BY Jenni Sorkin in Reviews | 05 MAY 07
Featured in
Issue 107

Eve Sussman & the Rufus Coporation

J
BY Jenni Sorkin in Reviews | 05 MAY 07

The Rape of the Sabine Women (2007) sits on the precipice between public art, mass culture and entertainment. Screened on its US début as a public art project by Creative Time, admission to the film was free and heavily attended. In our era of the $11 film tickets, free cinema makes for the tanta-lizing possibility of populism, offering a healthy dose of culture to a downtown New York art audience.
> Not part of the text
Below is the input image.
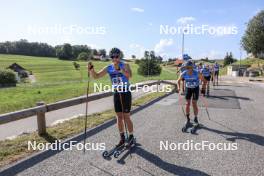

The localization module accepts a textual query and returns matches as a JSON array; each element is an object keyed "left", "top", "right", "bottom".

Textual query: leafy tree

Directed by Eve Sussman, and made in collaboration with The Rufus Corporation, a loose collaborative of musicians, dancers and other players, it did not disappoint. At 82 minutes long Sussman’s Rape … is a lush, strange spectacle: video art-cum-film that basks in the cinematic glow of its own complexity, adding sumptuous, almost frilly, layer on layer of art-historical, popular and filmic references. It is easy to appreciate, even praise, Sussman’s know-it-all approach, but it can only be called kitsch couture, a highbrow, unironic presentation of sheer excess.

The critic of kitsch, Clement Greenberg, believed that art could substitute itself for the values that capitalism made valueless. Beginning with its original homage to Jacques-Louis David’s painting The Intervention of the Sabine Women (1799), which was already an interpretation of the creation story for the Roman empire, it appears that Sussman is offering the allegory of western decline via the road most taken, a path littered with Modernism’s greatest hits. Her Rape is purposefully blasé, re-envisioned as an operatic 1960s-era European period drama, replete with Eurocentric 1960s-era references, from the Italian Neo-Realist cinema of Michelangelo Antonioni, Federico Fellini and Pier Paolo Pasolini to the percussive, stylized choreography of Pina Bausch’s war between the sexes.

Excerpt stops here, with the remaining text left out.